Identification of Cysteines Involved in S-Nitrosylation, S-Glutathionylation, and Oxidation to Disulfides in Ryanodine Receptor Type 1

• Published in: The Journal of biological chemistry Vol. 281; no. 52; pp. 40354 - 40368
• Main Authors: Aracena-Parks, Paula, Goonasekera, Sanjeewa A., Gilman, Charles P., Dirksen, Robert T., Hidalgo, Cecilia, Hamilton, Susan L.
• Format: Journal Article
• Language: English
• Published: United States Elsevier Inc 29.12.2006; American Society for Biochemistry and Molecular Biology
• Subjects: Animals; Cell Line; Cysteine - chemistry; Cysteine - metabolism; Disulfides - chemistry; Disulfides - metabolism; Glutathione - chemistry; Glutathione - metabolism; Humans; Hydrolysis; Male; Oxidation-Reduction; Peptide Fragments - metabolism; Rabbits; Reactive Nitrogen Species - chemistry; Reactive Nitrogen Species - metabolism; Ryanodine Receptor Calcium Release Channel - chemistry; Ryanodine Receptor Calcium Release Channel - metabolism; Sarcoplasmic Reticulum - chemistry; Sarcoplasmic Reticulum - metabolism; Trypsin - metabolism
• ISSN: 0021-9258; 1083-351X
• DOI: 10.1074/jbc.M600876200

The skeletal muscle Ca2+-release channel (ryanodine receptor type 1 (RyR1)) is a redox sensor, susceptible to reversible S-nitrosylation, S-glutathionylation, and disulfide oxidation.

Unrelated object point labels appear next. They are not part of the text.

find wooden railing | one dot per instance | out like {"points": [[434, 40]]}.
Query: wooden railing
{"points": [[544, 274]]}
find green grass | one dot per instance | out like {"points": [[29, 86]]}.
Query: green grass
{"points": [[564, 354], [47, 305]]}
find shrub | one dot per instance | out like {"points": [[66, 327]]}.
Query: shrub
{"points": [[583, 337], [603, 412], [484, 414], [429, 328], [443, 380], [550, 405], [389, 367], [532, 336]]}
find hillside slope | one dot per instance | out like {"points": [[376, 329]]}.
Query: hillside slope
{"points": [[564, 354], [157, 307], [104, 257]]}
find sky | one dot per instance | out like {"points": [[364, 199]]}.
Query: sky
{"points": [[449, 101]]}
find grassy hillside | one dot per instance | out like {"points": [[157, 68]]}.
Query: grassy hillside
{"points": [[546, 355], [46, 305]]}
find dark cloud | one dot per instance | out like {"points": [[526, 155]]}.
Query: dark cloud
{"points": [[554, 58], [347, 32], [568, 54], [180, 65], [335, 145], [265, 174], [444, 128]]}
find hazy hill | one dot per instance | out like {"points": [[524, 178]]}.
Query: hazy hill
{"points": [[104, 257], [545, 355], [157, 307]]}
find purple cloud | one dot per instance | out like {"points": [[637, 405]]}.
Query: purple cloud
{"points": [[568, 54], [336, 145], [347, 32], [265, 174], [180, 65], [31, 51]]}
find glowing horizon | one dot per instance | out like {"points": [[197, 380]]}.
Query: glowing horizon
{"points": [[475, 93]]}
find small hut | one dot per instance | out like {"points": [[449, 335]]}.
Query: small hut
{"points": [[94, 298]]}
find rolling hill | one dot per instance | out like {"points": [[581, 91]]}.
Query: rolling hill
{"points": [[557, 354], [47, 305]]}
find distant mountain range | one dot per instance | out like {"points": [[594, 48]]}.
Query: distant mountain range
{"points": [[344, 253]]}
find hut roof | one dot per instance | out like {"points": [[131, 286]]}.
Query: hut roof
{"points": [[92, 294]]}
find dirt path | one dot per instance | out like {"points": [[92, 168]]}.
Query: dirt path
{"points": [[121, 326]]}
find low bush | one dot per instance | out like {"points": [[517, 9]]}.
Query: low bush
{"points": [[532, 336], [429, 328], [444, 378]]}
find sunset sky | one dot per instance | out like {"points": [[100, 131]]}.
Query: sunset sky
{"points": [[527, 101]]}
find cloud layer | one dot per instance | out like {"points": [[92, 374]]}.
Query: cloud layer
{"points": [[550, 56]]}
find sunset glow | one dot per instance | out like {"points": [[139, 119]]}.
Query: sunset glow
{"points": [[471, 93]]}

So far, Cys-3635 remains the only cysteine residue identified as functionally relevant to the redox sensing properties of the channel. We demonstrate that expression of the C3635A-RyR1 mutant in RyR1-null myotubes alters the sensitivity of the ryanodine receptor to activation by voltage, indicating that Cys-3635 is involved in voltage-gated excitation-contraction coupling. However, H2O2 treatment of C3635A-RyR1 channels or wild-type RyR1, following their expression in human embryonic kidney cells, enhances [3H]ryanodine binding to the same extent, suggesting that cysteines other than Cys-3635 are responsible for the oxidative enhancement of channel activity. Using a combination of Western blotting and sulfhydryl-directed fluorescent labeling, we found that two large regions of RyR1 (amino acids 1-2401 and 3120-4475), previously shown to be involved in disulfide bond formation, are also major sites of both S-nitrosylation and S-glutathionylation. Using selective isotopecoded affinity tag labeling of RyR1 and matrix-assisted laser desorption/ionization time-of-flight mass spectroscopy, we identified, out of the 100 cysteines in each RyR1 subunit, 9 that are endogenously modified (Cys-36, Cys-315, Cys-811, Cys-906, Cys-1591, Cys-2326, Cys-2363, Cys-3193, and Cys-3635) and another 3 residues that were only modified with exogenous redox agents (Cys-253, Cys-1040, and Cys-1303). We also identified the types of redox modification each of these cysteines can undergo. In summary, we have identified a discrete subset of cysteines that are likely to be involved in the functional response of RyR1 to different redox modifications (S-nitrosylation, S-glutathionylation, and oxidation to disulfides).